The enormous humanitarian suffering resulting from the failed engagements with Syria and Libya and the continuing fallout for international politics has been the key backdrop of this project. In response, the project has studied protection of civilians as a form of global governance, where political actors are produced as protection actors. This includes both the Veto Powers of the Security Council as well as countries considered emerging humanitarian donors such as Turkey and Brazil. The project has reflected on how humanitarian aid and protection discourses are used as foreign policy while simultaneously re-shaping the humanitarian field.

The Secretary Generals 2016 Agenda for Humanity calls for a concerted global effort to prevent the erosion of international humanitarian and human rights law, and uncompromisingly pursue the protection of civilians. The project has responded to this call by illuminating the complex social and political web which even progressive legal institution building and law reform to protect civilians find themselves in. Here, attention was given to ICC‘s indictment of president al-Bashir and the consequences for activism on reproductive rights and rape law in the Sudan. At the same time, the project has looked at the importance of tailoring PoC to state capacity and existing human rights protection mechanisms. Specifically, the project has focused on how the Kankuamo indigenous people in Colombia used the Inter-American human rights system for protection and as part of their self-protection efforts.

The project has also begun to develop theories of violence to make sense of deliberate violence against civilians in very different situations of airpower used by state-actors possessing highly sophisticated military technology in Afghanistan, and irregular armies in the context of the Sudanese civil war. Our research on South Sudan suggests there must be a focus on the long-term development of local and regional military practices. Moreover that philosophies of war are of major importance in our understanding of why civilians are not adequately protected, and why they are often targets or legitimate collateral, in particular settings. The US military in Afghanistan did change procedures to reduce unintended civilian casualties from airstrikes.

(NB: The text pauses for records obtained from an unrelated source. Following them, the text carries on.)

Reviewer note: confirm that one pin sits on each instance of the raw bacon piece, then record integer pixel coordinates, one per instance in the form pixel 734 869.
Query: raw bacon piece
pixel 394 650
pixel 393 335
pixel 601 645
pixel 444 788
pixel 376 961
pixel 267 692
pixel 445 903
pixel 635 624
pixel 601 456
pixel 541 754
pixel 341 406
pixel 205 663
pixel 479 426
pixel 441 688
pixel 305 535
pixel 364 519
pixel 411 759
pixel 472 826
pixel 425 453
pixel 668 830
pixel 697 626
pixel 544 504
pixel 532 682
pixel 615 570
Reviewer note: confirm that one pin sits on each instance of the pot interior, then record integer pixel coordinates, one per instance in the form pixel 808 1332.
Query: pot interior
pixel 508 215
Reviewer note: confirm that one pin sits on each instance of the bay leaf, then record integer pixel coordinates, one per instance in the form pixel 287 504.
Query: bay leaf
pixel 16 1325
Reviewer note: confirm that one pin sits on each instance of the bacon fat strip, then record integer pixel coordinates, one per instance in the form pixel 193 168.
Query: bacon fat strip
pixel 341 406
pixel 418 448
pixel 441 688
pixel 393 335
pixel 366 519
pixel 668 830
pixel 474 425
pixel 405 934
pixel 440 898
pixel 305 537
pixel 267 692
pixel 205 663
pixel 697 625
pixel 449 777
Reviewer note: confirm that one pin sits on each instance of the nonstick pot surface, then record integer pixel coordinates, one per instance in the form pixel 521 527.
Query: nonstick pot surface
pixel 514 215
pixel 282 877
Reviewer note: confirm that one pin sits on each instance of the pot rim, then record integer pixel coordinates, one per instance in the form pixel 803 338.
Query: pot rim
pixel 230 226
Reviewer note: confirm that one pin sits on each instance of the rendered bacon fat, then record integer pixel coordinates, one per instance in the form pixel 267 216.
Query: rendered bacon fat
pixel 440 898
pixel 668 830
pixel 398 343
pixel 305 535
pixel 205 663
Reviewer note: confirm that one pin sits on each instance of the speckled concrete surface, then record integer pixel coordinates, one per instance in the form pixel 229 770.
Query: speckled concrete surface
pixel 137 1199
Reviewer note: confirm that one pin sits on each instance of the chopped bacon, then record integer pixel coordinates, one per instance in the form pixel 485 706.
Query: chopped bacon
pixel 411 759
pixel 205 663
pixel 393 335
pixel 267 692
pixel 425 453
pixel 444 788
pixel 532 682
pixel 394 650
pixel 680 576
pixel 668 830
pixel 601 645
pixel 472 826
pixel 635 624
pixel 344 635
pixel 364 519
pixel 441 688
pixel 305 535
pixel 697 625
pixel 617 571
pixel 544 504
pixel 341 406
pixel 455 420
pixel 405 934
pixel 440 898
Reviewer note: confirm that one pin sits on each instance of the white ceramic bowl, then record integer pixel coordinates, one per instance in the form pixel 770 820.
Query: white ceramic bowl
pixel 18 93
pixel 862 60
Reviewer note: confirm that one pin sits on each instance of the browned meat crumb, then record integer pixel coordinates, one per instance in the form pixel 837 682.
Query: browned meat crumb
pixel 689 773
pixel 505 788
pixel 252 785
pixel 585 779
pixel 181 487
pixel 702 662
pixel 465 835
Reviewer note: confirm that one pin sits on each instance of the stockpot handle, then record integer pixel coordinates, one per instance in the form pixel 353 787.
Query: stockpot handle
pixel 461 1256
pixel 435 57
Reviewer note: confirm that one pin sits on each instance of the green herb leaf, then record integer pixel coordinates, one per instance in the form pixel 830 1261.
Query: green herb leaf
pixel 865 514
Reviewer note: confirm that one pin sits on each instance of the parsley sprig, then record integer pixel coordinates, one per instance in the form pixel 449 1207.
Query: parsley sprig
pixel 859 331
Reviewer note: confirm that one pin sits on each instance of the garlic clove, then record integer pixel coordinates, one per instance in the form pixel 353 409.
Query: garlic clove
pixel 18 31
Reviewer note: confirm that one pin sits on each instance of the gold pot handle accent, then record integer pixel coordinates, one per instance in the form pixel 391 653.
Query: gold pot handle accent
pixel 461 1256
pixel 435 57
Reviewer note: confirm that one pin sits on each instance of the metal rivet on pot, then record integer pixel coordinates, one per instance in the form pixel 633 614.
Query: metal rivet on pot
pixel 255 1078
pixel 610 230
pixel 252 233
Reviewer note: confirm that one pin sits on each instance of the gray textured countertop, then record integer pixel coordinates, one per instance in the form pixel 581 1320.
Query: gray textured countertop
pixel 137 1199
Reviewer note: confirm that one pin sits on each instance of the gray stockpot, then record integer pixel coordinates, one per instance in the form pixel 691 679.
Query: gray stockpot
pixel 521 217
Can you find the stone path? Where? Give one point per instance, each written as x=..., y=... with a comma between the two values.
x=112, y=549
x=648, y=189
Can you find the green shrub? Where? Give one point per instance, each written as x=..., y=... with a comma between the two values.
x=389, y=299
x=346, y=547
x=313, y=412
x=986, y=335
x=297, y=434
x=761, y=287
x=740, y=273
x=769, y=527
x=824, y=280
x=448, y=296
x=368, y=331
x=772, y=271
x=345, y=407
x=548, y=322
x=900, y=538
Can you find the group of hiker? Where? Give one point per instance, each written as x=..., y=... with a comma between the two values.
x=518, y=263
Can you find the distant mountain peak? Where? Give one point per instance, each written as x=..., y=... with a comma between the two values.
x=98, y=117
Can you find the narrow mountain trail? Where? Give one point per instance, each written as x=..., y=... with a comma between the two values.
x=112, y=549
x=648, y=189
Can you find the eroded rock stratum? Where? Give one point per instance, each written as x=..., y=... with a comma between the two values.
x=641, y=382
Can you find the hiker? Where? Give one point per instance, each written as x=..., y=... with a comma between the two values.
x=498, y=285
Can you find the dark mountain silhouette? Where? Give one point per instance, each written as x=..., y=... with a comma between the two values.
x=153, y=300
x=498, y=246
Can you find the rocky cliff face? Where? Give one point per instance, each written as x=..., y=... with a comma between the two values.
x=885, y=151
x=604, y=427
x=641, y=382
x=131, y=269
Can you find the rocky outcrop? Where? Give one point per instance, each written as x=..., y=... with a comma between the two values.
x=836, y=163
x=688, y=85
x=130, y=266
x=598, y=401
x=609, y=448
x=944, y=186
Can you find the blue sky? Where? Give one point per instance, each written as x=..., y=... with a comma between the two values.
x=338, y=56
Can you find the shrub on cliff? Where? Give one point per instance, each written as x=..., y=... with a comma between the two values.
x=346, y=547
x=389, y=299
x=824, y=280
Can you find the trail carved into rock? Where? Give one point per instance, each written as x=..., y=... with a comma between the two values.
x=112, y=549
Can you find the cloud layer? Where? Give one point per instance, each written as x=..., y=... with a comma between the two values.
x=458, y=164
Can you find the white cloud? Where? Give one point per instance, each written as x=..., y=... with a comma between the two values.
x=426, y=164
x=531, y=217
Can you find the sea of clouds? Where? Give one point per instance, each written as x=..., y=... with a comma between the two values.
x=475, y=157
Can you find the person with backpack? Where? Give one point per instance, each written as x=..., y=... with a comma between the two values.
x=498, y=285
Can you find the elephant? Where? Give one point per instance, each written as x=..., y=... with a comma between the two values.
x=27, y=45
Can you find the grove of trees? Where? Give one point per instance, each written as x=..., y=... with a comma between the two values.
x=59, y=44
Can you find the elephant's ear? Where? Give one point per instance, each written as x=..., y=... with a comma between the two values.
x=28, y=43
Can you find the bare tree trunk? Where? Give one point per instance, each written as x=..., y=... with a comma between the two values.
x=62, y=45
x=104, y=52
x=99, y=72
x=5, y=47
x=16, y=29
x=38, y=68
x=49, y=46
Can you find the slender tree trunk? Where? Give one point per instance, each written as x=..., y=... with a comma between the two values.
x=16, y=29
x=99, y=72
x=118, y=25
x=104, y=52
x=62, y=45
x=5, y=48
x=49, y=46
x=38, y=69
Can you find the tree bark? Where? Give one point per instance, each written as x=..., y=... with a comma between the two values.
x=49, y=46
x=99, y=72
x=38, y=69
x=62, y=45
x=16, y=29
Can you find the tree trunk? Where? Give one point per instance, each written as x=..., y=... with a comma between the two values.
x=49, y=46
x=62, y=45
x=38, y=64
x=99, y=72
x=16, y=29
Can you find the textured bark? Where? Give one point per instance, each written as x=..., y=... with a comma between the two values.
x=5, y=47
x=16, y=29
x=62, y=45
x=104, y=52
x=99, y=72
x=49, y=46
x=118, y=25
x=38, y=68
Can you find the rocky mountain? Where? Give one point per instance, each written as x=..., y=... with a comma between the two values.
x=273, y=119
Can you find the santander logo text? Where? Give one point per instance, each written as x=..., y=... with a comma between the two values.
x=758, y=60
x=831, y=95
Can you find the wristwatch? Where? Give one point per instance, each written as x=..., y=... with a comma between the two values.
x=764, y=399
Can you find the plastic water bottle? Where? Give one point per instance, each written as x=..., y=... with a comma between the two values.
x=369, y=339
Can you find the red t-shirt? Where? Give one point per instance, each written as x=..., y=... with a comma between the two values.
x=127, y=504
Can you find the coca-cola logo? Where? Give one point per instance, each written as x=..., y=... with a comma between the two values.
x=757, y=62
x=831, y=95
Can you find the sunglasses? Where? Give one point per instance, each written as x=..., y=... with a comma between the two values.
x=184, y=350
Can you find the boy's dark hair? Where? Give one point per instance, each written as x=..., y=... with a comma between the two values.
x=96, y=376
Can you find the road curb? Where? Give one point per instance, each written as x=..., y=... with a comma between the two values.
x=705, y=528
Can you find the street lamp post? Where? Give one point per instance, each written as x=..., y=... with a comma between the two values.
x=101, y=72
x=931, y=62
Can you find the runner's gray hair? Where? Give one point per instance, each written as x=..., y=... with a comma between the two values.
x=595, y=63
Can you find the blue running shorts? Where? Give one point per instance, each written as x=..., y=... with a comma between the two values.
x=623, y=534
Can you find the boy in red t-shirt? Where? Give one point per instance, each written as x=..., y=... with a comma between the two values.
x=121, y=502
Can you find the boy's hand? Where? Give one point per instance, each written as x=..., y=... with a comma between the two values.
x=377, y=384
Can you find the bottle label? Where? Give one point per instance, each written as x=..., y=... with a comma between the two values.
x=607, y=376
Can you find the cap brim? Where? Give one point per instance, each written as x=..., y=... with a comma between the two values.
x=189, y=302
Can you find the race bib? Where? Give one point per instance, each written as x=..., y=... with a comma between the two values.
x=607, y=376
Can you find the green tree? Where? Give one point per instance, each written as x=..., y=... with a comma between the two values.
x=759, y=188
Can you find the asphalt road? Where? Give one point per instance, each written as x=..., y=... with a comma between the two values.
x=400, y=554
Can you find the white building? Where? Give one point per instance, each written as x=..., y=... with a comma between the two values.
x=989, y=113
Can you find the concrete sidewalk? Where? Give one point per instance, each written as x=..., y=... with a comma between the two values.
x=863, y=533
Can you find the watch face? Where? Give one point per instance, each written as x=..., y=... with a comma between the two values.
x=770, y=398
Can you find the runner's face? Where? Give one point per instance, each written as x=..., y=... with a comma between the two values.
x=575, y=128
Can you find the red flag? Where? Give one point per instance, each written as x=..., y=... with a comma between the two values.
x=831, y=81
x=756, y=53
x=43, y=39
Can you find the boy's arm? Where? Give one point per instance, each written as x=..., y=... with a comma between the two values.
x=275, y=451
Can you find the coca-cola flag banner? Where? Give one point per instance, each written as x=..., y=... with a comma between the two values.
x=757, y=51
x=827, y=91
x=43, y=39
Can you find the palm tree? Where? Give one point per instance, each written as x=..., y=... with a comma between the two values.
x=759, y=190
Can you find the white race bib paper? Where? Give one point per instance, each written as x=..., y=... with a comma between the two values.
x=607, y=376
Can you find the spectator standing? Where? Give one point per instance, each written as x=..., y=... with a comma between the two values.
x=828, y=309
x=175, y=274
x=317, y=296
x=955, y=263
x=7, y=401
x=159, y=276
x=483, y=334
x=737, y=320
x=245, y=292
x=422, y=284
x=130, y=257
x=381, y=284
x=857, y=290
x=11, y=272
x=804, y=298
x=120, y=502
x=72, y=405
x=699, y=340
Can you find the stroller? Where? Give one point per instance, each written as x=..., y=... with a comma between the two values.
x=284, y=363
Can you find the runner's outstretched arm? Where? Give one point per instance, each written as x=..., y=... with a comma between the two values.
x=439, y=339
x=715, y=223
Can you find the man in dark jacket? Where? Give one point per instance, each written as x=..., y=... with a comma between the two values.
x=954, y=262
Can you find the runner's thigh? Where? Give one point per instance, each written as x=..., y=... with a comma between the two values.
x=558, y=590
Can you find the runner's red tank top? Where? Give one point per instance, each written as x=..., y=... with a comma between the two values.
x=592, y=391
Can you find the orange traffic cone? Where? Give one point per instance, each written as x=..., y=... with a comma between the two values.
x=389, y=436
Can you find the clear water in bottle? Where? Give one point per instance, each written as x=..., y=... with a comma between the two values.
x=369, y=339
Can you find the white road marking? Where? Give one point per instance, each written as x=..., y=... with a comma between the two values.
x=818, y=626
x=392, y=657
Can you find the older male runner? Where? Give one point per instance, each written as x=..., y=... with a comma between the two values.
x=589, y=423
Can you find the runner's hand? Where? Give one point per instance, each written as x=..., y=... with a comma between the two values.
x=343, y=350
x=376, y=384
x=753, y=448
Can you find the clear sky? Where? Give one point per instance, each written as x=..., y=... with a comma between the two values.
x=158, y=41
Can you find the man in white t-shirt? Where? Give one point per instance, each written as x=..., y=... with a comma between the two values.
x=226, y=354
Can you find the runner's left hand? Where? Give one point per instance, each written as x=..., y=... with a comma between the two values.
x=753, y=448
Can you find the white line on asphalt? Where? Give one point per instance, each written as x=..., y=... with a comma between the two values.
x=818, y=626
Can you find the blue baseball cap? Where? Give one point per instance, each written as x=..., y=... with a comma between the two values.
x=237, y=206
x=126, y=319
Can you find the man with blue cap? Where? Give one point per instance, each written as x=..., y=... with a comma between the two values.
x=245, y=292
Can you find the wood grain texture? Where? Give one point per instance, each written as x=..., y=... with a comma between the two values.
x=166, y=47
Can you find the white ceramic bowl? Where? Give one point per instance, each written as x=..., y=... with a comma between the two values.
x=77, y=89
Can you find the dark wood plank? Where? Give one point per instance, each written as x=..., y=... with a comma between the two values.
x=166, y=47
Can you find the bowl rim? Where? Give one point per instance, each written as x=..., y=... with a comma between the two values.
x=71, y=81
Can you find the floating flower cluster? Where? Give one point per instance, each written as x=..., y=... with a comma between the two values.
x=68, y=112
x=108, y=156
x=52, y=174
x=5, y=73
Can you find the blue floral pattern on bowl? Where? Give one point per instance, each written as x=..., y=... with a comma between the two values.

Through a study of Northern Uganda, the project has laid the groundwork for revisiting the humanitarian-development nexus: at a time of “unprecedented crisis”, when and how to draw the line for what constitutes a humanitarian crisis, and how humanitarian actors relate and respond to changes in their operational environment is of key importance.

Studying return programming for Somali refugees, the project has examined how humanitarian aid provision and withdrawal are instruments for preventing displacement or encouraging return. Humanitarian aid to refugees and internally displaced is commonly understood as a temporary activity that ends when people will return home. Hence, the project finds that there is a risk that humanitarian aid – due both to its sedentary bias and practical (funding) realities – becomes implicated in government attempts to govern mobility.

Taken together, these findings yield a rich starting point for further research on the protection of civilians, a topic which has not lost any of its normative and ethical importance.